CS 277 | lab

Learning Objectives

In this lab you will learn about:

Using a graph as a state space
An introduction to reinforcement learning

Submission Instructions

Using the Prairielearn workspace, test and save your solution to the following exercises. (You are welcome to download and work on the files locally but they must be re-uploaded or copied over to the workspace for submission).

You will only need to modify the following files:

lab_ml.ipynb

Assignment Description

This lab tasks you with using NetworkX and your knowledge of graphs to ‘solve’ the game of Nim by repeatedly running paths through a graph.

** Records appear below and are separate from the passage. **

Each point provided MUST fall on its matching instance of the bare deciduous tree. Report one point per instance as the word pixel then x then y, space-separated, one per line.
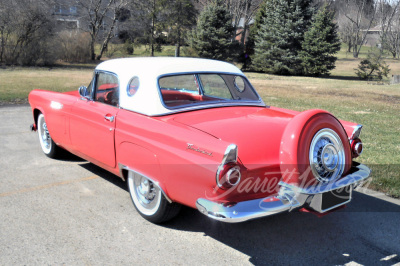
pixel 101 16
pixel 26 32
pixel 389 25
pixel 356 18
pixel 242 11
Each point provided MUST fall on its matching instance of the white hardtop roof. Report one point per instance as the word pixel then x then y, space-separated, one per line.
pixel 148 69
pixel 165 65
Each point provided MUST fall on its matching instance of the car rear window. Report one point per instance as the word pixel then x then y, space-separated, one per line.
pixel 194 89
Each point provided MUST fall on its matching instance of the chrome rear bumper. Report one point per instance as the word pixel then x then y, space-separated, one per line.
pixel 288 198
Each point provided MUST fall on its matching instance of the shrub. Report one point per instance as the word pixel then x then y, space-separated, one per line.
pixel 74 46
pixel 372 68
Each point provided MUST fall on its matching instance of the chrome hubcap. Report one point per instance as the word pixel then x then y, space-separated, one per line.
pixel 146 190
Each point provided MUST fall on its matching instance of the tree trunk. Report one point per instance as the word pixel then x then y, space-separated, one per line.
pixel 106 40
pixel 153 27
pixel 92 54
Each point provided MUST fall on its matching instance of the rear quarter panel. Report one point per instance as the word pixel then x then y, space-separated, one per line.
pixel 157 147
pixel 56 108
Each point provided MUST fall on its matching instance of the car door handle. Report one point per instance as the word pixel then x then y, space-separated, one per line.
pixel 109 118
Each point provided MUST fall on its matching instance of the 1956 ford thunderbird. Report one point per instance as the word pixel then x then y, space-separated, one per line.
pixel 194 132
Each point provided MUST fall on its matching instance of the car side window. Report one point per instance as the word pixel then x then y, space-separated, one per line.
pixel 107 89
pixel 214 85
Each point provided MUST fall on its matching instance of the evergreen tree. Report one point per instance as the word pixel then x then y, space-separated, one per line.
pixel 320 43
pixel 279 39
pixel 181 16
pixel 213 35
pixel 258 21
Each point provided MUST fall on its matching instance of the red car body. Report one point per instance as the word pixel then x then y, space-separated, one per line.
pixel 184 154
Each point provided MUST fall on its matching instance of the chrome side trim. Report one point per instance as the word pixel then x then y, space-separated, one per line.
pixel 356 133
pixel 360 173
pixel 124 167
pixel 230 156
pixel 289 197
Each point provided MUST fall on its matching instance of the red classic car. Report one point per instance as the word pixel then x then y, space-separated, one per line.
pixel 194 132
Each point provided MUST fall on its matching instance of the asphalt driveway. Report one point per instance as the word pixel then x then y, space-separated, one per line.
pixel 72 212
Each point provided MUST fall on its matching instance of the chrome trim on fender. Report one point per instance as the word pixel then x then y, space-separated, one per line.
pixel 356 133
pixel 230 156
pixel 124 167
pixel 289 197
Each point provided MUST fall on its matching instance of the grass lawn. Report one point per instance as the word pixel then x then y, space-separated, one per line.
pixel 376 106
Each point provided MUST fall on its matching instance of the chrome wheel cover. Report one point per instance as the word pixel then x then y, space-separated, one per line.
pixel 44 135
pixel 327 158
pixel 145 194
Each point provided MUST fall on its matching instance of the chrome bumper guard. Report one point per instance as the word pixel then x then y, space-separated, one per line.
pixel 289 197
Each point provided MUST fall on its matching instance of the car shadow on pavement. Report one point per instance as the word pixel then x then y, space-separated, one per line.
pixel 365 232
pixel 116 180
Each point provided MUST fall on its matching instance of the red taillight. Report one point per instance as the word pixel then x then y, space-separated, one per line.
pixel 229 176
pixel 356 148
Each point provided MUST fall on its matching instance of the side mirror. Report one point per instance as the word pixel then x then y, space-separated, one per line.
pixel 83 91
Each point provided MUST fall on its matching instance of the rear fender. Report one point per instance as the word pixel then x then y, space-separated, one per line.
pixel 133 157
pixel 295 145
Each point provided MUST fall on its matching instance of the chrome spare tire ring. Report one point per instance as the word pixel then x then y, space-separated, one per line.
pixel 44 135
pixel 326 156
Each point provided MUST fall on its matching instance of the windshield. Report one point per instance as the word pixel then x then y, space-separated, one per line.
pixel 191 89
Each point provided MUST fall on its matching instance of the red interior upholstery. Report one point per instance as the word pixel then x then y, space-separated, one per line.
pixel 176 98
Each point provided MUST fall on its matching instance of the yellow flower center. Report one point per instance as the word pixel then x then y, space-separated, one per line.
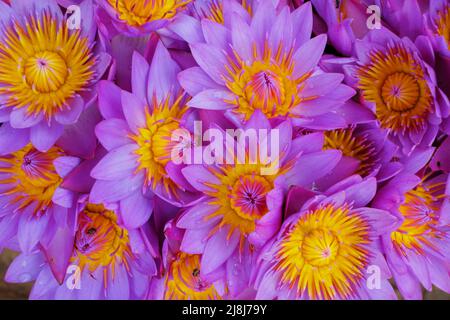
pixel 184 280
pixel 43 65
pixel 240 196
pixel 324 253
pixel 266 84
pixel 394 80
pixel 213 10
pixel 31 177
pixel 443 24
pixel 99 241
pixel 140 12
pixel 155 141
pixel 354 146
pixel 421 212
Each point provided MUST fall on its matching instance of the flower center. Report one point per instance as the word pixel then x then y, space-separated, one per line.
pixel 43 64
pixel 46 72
pixel 155 140
pixel 443 24
pixel 394 80
pixel 140 12
pixel 213 10
pixel 240 197
pixel 29 178
pixel 248 197
pixel 324 253
pixel 320 247
pixel 266 84
pixel 99 241
pixel 421 217
pixel 184 280
pixel 400 92
pixel 352 145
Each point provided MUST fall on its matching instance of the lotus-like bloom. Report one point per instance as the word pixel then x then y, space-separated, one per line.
pixel 243 205
pixel 343 21
pixel 37 189
pixel 400 88
pixel 266 62
pixel 137 17
pixel 328 249
pixel 440 160
pixel 213 10
pixel 48 72
pixel 183 278
pixel 439 31
pixel 366 150
pixel 137 133
pixel 417 251
pixel 101 260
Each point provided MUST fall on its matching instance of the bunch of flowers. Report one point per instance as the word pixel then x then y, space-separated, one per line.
pixel 225 149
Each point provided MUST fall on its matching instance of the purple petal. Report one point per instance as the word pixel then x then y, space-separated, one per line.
pixel 12 139
pixel 310 54
pixel 44 136
pixel 218 249
pixel 113 133
pixel 117 164
pixel 212 99
pixel 211 60
pixel 109 101
pixel 136 210
pixel 134 110
pixel 70 116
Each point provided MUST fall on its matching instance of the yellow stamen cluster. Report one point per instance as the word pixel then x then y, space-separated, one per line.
pixel 266 84
pixel 43 64
pixel 324 254
pixel 155 140
pixel 352 145
pixel 395 81
pixel 420 210
pixel 100 241
pixel 139 12
pixel 31 177
pixel 184 281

For full credit here, you must implement:

make_edge_list
build_graph
play_random_game
update_edge_weights

The Game of Nim

The Game of Nim is a simple two player game with only a few rules:

Each game starts with k tokens on the table
Starting with Player 1, players alternate turns:
- Each turn, a player may pick up 1 or 2 tokens
- The player who picks up the last token (or tokens) wins

By default, the game usually starts with 10 tokens (k == 10). You should play a few rounds with your lab partner to get an understanding of the game.

Part 1: A State Space for Nim

A state space is a mathematical representation of the state of a physical system. In our case, the physical system is the game of Nim.

At the start of Nim(10), it is Player 1’s turn with 10 tokens available. We can label this state p1-10, for “Player 1 with 10 tokens available”. When Player 1 takes a token, the state is now p2-9 (or, if Player 1 takes two tokens, p2-8).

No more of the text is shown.